Over the last year, I have come to realize there is something very wrong with my ex. Narcissists are skilled at drawing people in and hiding their true nature, for a while. Later, it is dinner time. Don't give him any excuses to blow his top and thus bring the dialogue to a halt. I just did research about it and for 13 years could not place a name on his crazy behavior.
He was shocked when she rejected his physical advances. All this scares me beyond belief…. We may have been emotionally and practically unavailable, and we know that our children were exposed to abuse, fights, and seeing the state we ended up in. God bless you and all those who seek help here. In England, many people do not recognise narcissism as a problem or even understand what narcissism is. I was married to a narcissistic alcoholic for 16 years; the alcoholic part was the last three years to present.
My reason for sharing this is to say this. He maintains a job because image is everything to him. Deep wounds develop into strong narcissism. I remember a time during our relationship where I started doing research about narcissism just because I was aware that something was off, but at some point I just cut it out, probably because I was afraid what I was gonna find out and just was not ready to face the truth. But all he wants is to spend time with her, as though she is his new companion, very very sad. I know he will fight me tooth and nail for everything he can get from me, but I don't want anything — just out and away from him. My parents were divorced so I had a failed recipe.
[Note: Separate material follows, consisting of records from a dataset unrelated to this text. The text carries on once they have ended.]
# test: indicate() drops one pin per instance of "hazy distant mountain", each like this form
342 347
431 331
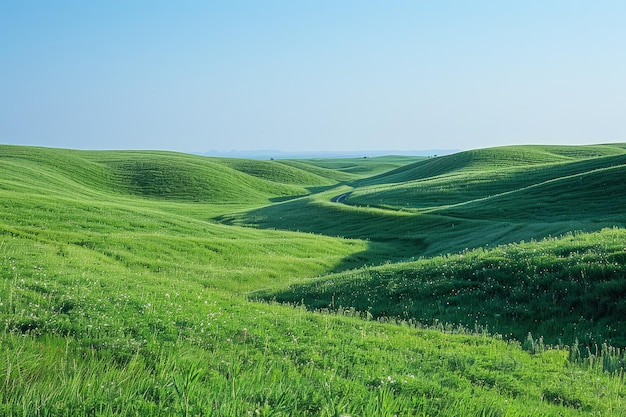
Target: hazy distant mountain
269 154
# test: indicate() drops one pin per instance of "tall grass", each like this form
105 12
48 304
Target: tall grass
122 301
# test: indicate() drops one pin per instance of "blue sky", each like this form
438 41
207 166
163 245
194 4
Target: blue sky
308 75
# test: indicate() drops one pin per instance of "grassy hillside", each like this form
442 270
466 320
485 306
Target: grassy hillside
119 297
466 200
566 289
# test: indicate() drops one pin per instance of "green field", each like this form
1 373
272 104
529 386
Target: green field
490 282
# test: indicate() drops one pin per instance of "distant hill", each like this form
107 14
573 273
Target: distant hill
276 154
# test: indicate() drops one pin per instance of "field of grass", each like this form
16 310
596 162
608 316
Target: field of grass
121 294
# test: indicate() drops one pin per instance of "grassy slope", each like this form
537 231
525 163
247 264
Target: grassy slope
466 200
117 302
560 289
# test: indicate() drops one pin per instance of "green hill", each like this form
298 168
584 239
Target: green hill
566 289
120 295
486 200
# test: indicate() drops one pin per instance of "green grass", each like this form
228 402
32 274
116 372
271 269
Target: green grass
566 289
121 296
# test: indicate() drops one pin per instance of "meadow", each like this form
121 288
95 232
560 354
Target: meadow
157 283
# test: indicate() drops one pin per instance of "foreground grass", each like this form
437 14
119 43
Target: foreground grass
91 336
116 302
563 290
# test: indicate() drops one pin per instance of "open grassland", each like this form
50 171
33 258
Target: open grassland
466 200
120 296
568 290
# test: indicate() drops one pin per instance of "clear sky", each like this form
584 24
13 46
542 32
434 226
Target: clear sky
311 75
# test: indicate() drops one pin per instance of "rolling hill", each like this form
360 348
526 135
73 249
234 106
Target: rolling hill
128 284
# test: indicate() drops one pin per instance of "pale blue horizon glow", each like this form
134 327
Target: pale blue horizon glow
194 76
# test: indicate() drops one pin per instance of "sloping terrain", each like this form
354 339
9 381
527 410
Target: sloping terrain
120 297
467 200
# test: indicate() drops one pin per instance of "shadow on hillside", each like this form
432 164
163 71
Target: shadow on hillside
382 252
She gave accounting for one account only. I especially like the way you used the garden of Eden as an example. I keep trying to convince myself it's not as bad at home as I think it is, and every day I die a little more inside. I hope he can work it out and see the bad his dad is doing. He has people use my identity to victimize my children and tell them mom's cuckoo.
If you get a lawyer who is as much of a bully as your husband, they will butt heads. But he still lives here. All of these fears emenate from inner wounds that we closed down inside of us and tried to protect. You need to be prepared for this as it is an inevitable and inescapable part of being in a relationship with a narcissist. At last it all makes sense. And when I wrote about this I made sure I would take my time to really imagine it, and feel it.
I have seen the most incredible miracles of reconnection even decades after separation occur countless times when ostracised parents do this. I just wanted to let those know that you are not alone and there is a light at the end of the tunnel. I believe in this and I believe in changing responses, and above all self care but without some guidance or a network of women, its becoming really confusing. I apologized to my daughter. Jesus, the Son of God, the Messiah can give you comfort.
It's been four years since that moment in my therapist's office, and two years since my divorce was finalized. Meanwhile, my partner let go to heal. Notice a lack of empathy. My wife and I are seperated currently and my poor children are being pulled everywhere. It was a horrible experience, but it was necessary. But Netta did keep the boundary very clear and Harry accepted that he had to keep well within it.
He will dislike people that he believes are inferior to him and will often try to take advantage of those people. I finally took my power back and took control. If you require legal advice, retain a lawyer licensed in your jurisdiction. I sent her a link to your wonderful site so she will be reading it now that the school holidays are here… many thanks. And what about your kids? All I could see was her empowered by the councillor and her finding ways to humiliate me.